Ainda sobre os agrotóxicos, Karen destacou que esses produtos são analisados individualmente, o que, segundo ela, é uma limitação de todas as agências regulatórias do mundo. “Esses órgãos fazem avaliação de risco isolado, como se estivéssemos expostos aos efeitos de um só agrotóxico”. Mas acrescentou que as agências da Europa e dos Estados Unidos estão avançando para o desenvolvimento de metodologias que façam uma avaliação de risco combinada desses herbicidas.
Em relação aos OGMs, a professora da UniRio lamentou que, muitas vezes, os estudos para a liberação desses organismos não sejam feitos no Brasil. “O fato de um transgênico ter sido avaliado e aprovado nos Estados Unidos não significa que possa ser liberado também aqui, e vice-versa.

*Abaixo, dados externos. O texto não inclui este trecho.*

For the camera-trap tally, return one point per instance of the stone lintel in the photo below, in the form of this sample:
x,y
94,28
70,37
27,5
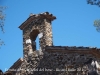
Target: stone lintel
x,y
17,64
32,17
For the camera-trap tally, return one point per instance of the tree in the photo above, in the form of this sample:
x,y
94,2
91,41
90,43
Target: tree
x,y
2,19
97,25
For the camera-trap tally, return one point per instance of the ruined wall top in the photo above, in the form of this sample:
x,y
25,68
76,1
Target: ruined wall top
x,y
32,17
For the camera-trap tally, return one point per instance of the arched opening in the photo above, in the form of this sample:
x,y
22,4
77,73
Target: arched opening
x,y
34,38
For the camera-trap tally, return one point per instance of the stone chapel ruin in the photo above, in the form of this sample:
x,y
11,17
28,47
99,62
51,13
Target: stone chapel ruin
x,y
50,59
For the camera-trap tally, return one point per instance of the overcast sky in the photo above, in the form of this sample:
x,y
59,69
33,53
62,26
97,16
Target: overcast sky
x,y
73,26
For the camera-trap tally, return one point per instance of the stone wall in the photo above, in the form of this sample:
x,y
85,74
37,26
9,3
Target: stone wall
x,y
57,63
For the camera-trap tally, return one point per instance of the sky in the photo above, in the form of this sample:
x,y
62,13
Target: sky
x,y
73,26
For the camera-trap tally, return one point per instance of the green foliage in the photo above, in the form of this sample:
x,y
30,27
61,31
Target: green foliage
x,y
97,25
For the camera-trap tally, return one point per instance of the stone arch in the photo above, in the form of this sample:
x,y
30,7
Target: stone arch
x,y
33,36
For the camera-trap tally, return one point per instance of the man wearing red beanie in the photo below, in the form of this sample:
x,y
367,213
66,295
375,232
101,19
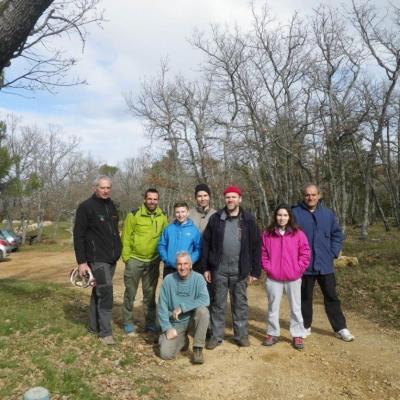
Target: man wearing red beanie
x,y
230,259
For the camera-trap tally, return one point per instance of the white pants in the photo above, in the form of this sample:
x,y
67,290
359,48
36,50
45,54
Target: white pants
x,y
275,291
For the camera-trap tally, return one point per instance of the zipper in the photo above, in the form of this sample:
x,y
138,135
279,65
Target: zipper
x,y
111,227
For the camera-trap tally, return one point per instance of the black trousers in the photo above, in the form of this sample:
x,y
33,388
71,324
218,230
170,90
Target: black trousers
x,y
333,309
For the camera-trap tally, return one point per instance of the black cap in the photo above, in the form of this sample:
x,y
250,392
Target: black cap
x,y
202,187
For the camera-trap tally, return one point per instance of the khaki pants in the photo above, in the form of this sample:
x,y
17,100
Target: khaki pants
x,y
197,325
149,273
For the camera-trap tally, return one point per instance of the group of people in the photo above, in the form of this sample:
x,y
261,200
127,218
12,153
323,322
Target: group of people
x,y
206,254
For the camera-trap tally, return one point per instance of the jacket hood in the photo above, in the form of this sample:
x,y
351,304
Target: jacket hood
x,y
188,223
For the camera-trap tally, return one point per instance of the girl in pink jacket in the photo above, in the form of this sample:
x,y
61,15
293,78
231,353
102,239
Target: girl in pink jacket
x,y
285,256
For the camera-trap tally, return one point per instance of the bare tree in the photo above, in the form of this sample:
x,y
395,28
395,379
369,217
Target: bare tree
x,y
27,32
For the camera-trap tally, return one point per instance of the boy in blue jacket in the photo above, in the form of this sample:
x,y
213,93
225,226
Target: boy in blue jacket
x,y
180,235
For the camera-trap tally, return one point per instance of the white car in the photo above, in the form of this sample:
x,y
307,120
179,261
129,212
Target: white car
x,y
5,249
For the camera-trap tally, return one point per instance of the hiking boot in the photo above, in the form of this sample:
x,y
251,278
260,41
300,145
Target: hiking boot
x,y
270,340
108,340
198,355
298,343
243,341
186,345
152,328
345,335
129,329
212,343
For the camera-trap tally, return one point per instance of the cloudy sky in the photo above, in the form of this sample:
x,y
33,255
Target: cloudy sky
x,y
129,48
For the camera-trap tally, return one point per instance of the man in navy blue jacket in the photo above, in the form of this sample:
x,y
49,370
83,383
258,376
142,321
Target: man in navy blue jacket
x,y
325,238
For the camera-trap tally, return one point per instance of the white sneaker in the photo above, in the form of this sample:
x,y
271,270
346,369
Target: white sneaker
x,y
308,332
345,335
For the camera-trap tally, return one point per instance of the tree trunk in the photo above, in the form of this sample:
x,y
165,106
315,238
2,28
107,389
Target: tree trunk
x,y
17,20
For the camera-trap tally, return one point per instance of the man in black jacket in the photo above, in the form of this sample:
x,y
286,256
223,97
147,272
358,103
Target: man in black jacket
x,y
230,260
97,247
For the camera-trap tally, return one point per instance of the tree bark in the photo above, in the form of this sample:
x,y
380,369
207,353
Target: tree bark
x,y
17,20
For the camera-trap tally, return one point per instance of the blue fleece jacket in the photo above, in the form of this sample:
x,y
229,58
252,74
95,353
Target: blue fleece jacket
x,y
188,294
324,237
178,237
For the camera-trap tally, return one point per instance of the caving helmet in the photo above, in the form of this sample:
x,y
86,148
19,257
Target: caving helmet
x,y
81,281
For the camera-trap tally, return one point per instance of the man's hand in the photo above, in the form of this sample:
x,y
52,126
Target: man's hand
x,y
83,269
176,313
207,276
171,333
251,279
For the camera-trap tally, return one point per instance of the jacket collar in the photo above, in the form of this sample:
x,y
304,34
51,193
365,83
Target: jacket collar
x,y
145,211
94,197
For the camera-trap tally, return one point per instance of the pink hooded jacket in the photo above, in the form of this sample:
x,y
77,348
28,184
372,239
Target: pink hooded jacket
x,y
285,257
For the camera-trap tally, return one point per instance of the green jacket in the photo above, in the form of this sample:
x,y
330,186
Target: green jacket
x,y
141,233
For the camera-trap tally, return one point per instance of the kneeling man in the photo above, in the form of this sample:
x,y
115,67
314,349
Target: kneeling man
x,y
182,308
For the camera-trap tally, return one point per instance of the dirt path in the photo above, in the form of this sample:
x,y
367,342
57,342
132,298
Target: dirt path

Temos que fazer os estudos no nosso país, levando em conta as características dos nossos biomas”, afirmou.
Karen lembrou ainda que os estudos independentes são pouco considerados durante o processo de liberação comercial dos transgênicos: “Só avaliam os que são feitos pelas empresas”. Segundo ela, esses estudos independentes apontam diversos problemas em relação aos OGMs: mostram que os modos de ação desses organismos modificados não estão totalmente elucidados; que há sinergias e interações entre as proteínas produzidas pelos OGMs; revelam danos sobre organismos não-alvo (como abelhas, borboletas etc.); e apontam toxicidade para mamíferos, como alergias, danos para o fígado, distúrbios hormonais e câncer, entre outras questões.
A tecnologista da Fiocruz observou também que onde mais se planta milho e soja transgênica no Brasil “é, precisamente, nas áreas onde estão os nossos aquíferos. Daí a importância de fazermos estudos de risco ambiental porque, nessas regiões, junto com os transgênicos, está sendo liberada grande quantidade de herbicidas e agrotóxicos”.